Jackson network in steady state

In summary, the network will enter a steady state in which each node produces the same number of packets.
  • #1
thomas49th
655
0

Homework Statement


Consider a network of n queues with a Poisson arrival process of
parameter t from outside the network, and independent exponentially
distributed service times of parameters r1 to rn.

Customer that first arrived to the network initially join queue i with
probability Pi (obviously there probabilities sum to one)

A customer completeing its service at queue i will head to queue j
with probability Pij, or will leave the network with probability [tex]P_{i, n+1} [/tex]

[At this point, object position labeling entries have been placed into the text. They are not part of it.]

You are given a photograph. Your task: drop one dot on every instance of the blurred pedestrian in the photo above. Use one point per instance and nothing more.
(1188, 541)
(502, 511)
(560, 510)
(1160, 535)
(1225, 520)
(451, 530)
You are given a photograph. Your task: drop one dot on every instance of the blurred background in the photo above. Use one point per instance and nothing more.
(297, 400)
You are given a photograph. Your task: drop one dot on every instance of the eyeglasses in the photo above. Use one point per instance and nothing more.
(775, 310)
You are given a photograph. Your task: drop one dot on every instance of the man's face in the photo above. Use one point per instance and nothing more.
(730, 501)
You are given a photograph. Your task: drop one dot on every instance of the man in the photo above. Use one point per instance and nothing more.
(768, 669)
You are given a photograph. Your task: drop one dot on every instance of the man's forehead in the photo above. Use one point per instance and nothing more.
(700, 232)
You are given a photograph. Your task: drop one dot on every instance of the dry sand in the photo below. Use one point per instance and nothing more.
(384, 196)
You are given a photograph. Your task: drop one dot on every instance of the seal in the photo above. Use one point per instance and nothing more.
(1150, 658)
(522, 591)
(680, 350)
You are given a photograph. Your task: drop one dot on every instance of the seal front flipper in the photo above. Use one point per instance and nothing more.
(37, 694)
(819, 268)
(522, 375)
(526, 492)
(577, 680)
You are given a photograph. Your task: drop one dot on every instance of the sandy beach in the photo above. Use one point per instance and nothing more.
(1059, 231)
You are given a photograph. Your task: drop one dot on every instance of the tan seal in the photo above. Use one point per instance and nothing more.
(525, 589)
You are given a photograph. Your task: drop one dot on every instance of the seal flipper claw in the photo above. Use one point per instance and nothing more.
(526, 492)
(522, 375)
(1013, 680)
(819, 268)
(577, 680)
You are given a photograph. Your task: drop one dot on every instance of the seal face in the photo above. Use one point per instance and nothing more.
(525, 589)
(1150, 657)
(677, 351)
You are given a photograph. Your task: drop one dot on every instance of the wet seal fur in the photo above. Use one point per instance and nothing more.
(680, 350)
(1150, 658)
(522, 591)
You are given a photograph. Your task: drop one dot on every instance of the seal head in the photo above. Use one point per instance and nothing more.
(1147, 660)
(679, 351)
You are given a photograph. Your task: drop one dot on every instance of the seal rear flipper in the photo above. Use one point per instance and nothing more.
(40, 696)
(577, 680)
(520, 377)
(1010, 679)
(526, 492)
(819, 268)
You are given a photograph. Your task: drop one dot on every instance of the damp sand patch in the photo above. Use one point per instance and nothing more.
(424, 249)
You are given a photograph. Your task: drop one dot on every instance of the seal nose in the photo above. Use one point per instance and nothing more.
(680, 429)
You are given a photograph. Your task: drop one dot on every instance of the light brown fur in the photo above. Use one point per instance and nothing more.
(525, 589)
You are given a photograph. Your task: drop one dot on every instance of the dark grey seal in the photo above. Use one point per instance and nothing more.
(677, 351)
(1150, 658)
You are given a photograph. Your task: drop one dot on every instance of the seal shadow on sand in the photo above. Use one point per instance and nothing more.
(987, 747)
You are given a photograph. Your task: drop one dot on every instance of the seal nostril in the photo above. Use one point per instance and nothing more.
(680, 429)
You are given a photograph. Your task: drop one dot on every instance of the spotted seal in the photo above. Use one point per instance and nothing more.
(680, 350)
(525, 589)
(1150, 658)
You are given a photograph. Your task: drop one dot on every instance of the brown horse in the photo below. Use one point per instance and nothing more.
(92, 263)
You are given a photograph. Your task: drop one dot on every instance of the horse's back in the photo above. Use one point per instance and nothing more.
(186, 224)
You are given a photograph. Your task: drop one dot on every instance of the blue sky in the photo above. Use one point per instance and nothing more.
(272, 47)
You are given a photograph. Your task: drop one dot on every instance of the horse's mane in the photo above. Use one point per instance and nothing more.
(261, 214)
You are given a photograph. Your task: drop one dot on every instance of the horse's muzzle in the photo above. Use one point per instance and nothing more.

Let K(t) denote the queue length vector for each of the queues at time
t, and let l = (k_{1},...,k_{2}), k1 to kn is >= 0

be a particular value of this vector

Obtain p(k) = lim(t->inf) p(k,t) where p(k,t) = Prob[K(t) = k] in
terms of the parameters previously defined, and prove your result in
full detail

Homework Equations


The Attempt at a Solution


So I immediately tell that we are talking about the network going into a steady state.

To begin solving it I considered the small time interval delta t, where 1 packet may arrive, 0 arrive or many may arrive for each node. Each event has a probability. When we work through the maths it is possible to subtract from both sides of the equation

Ultimately I express [tex] \frac{d}{dt}p(k,t) = [/tex] product of sums for events
(i.e data arriving at node i * probability no data arriving at node i)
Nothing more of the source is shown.